Layman’s abstract for paper on doubly sparse regression incorporating graphical structure among predictors

Every few days, we will be publishing layman’s abstracts of new articles from our prestigious portfolio of journals in statistics. The aim is to highlight the latest research to a broader audience in an accessible format.

The article featured today is from the Canadian Journal of Statistics and the full article, published in issue 47.4, is available to read online here.

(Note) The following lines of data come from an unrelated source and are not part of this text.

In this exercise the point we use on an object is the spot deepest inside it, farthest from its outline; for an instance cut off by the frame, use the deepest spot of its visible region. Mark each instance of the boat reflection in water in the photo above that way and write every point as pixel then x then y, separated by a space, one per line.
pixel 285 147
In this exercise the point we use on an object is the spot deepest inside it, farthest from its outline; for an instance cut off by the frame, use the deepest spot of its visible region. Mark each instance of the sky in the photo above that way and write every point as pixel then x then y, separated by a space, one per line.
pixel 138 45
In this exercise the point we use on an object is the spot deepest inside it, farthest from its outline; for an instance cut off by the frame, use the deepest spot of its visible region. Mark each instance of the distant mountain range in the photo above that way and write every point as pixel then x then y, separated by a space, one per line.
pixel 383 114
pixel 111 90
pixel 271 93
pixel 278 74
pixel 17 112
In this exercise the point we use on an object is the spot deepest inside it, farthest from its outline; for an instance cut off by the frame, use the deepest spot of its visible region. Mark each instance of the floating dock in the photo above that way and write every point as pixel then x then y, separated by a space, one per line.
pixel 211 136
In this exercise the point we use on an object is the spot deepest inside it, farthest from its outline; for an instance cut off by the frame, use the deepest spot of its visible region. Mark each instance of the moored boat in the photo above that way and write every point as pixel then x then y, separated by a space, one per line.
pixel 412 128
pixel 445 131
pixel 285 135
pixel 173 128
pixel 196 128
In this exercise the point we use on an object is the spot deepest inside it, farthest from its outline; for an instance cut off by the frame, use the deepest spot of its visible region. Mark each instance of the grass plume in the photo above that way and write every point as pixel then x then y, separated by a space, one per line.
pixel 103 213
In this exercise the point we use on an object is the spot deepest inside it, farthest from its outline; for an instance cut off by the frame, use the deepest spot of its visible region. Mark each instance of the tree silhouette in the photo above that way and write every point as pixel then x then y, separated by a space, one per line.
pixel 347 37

Stephenson, M. , Ali, R. A., Darlington, G. A. and (2019), Doubly sparse regression incorporating graphical structure among predictors. Can J Statistics, 47: 729-747. doi: 10.1002/cjs.11521

When biological data is associated with a complex system, then it is advantageous to exploit the structure of the system to predict the biological response. We present a novel approach, doubly sparse regression incorporating graphical structure (DSRIG), that first models the underlying structure of the variables in the system, and then leverages this structural information to improve prediction of the response. This model is highly flexible and has excellent predictive abilities compared to other methods, particularly when only a fraction of the variables are related to the response. It can help identify relevant predictors as well as potential predictors that may warrant further scrutiny for understanding the response. DSRIG is valid in: (i) high-dimensional settings, where the number of variables exceeds the sample size; and (ii) settings in which some predictors are highly correlated with one another. Further, it is proven that DSRIG has desirable theoretical properties. This new model is demonstrated on two data sets, one of which models cognitive function using volumes of regions of the brain. We identify a list of candidate regions that may be associated with decreased cognitive functioning as is seen in the progression of Alzheimer’s disease. MATLAB code to fit DSRIG to data is available for public use.